Yesterday, the State Services Commission finally published New Zealand's draft Open Government Partnership Mid-term Self-assessment Report - the one they'd refused to provide during the recent consultation round and refused to disclose under the OIA. They've also re-opened consultation for another two weeks, until October 16. Which is interesting, because according to the OGP's timeline and the one they provided to their stakeholder advisory group, it was supposed to be signed off by the Minister on September 10 and submitted to the OGP by September 30. It is unclear at this stage whether they have negotiated an extension, decided to be late so they can do it properly, or are "consulting" on a document which has already been submitted (and sadly, given their past behaviour, the latter isn't beyond the realms of possibility). But either way, it shows what an abortion this process has been.

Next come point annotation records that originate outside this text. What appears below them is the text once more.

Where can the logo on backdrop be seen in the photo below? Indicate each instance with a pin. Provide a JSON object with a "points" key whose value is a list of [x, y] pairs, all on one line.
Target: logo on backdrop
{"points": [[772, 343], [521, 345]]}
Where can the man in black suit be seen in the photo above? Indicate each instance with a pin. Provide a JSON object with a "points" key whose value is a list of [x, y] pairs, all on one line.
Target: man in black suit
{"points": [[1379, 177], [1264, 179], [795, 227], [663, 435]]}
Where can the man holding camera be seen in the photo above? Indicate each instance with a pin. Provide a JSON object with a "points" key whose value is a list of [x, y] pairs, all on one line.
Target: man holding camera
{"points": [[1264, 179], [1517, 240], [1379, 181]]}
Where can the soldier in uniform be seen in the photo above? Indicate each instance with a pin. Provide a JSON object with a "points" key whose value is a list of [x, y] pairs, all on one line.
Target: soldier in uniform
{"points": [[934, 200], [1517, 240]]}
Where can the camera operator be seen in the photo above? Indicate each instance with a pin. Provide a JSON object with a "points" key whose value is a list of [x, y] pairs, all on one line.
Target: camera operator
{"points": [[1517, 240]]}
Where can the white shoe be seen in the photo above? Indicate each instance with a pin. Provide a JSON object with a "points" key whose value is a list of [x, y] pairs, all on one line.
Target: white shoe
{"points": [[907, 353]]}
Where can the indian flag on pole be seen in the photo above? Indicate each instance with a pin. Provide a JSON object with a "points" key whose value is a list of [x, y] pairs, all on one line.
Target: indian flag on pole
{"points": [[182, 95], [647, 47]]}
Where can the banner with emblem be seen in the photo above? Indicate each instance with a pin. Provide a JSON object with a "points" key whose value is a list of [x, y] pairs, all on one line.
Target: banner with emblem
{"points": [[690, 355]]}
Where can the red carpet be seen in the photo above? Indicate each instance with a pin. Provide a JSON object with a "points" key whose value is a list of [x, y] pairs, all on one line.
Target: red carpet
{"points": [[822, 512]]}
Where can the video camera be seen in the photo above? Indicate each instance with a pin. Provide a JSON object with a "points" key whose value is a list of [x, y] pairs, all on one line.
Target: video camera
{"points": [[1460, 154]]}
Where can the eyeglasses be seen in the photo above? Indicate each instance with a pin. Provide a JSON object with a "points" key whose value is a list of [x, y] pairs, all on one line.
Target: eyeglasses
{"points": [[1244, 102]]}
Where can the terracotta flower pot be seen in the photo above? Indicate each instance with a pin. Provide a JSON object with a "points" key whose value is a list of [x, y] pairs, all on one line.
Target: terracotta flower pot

So what about the report itself? I'll be making a detailed submission on it later, but I'm not impressed with a few sections. Firstly, there's an attempt to justify the government's inclusion of existing programmes as OGP commitments on the basis that they're "ambitious". But that's not enough; the OGP is clear that you can only include existing programmes in an action plan if doing so results in improvement, greater ambition or additional commitment (so tighter timelines or tougher targets). SSC tries to get around this by claiming that the "greater public and international exposure" from inclusion in the action plan will result in improved transparency and accountability. I don't think so. Or rather, if that's the level of additional benefit required, then the entire concept of additionality is meaningless. Plus of course there's the mistaking "making information available" with "accountability" - something which will likely get them spanked in independent review.
Secondly, they promise more and better consultation in future - they'll change, really! I'll believe it when I see it.
And then there's this bit:
New Zealand’s Action Plan contains commitments that are ongoing, multi-faceted, and extremely ambitious – and this is appropriate given the position from which we are building. It means that our first mid-term self-assessment report can only reflect a fraction of the complexity and scale of each of these projects.
Which sounds an awful lot like ACT's "I think my argument is so powerful, it's not necessary to talk about it". Alternatively, it suggests that their commitments were not specific and measureable enough to be reported on. Either way, I'm not impressed.